Setting up a new business under a limited company formation may not be as popular among budding entrepreneurs as going down the sole trader route, but it certainly has its benefits.
In terms of accountancy for a limited company, there is a greater chance you will pay less personal tax through a company formation than you would if you were working as a sole trader. As company profits are subject to Corporation Tax and if you are the director and shareholder of the limited company, you may choose to take a salary from this. By choosing to do this, you will pay less National Insurance Contributions and PAYE. Alternatively, as a sole trader your entire income may be subject to PAYE and National Insurance Contributions.
In terms of tax, under this limited formation, the company is treated as being completely separate from its shareholders or members. Everything from company assets to bank accounts is treated separately which may be beneficial if members want to keep their home and work lives (and money) separate.

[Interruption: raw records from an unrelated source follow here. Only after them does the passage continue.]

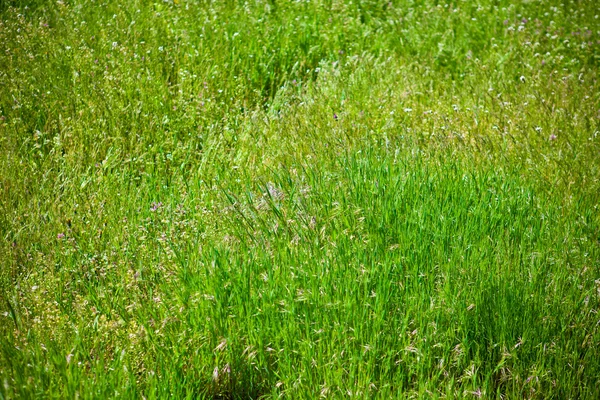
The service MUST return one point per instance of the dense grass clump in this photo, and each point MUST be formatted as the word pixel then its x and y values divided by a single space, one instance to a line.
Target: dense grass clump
pixel 299 199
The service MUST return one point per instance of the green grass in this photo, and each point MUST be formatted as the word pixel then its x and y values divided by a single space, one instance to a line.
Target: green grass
pixel 299 199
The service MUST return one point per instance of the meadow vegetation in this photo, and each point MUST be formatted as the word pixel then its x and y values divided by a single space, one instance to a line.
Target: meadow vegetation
pixel 299 199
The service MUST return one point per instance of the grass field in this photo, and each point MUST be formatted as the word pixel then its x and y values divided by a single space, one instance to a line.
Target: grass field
pixel 299 199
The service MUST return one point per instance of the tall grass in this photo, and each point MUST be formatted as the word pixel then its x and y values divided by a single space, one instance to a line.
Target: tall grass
pixel 299 199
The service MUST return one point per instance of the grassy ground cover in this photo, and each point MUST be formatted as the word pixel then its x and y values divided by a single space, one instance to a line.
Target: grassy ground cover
pixel 299 199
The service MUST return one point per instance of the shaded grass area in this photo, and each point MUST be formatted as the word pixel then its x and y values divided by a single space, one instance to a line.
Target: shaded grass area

By running a limited company you are protected by law if anything goes wrong. In other words, you will not be held personally responsible or liable if any financial losses are made by your company, unless there have been illegal dealings of course. Sole traders on the other hand, do not have this protection.
Although thanks to the economic recession, it has become more difficult for any new company to be set up, limited businesses are generally considered easier to secure funding. Likewise, they may also be considered to be more professional than sole traders. Once registering the company with Companies House, the name is also protected by law which means that the same name (or anything considered too similar) cannot be used by another company.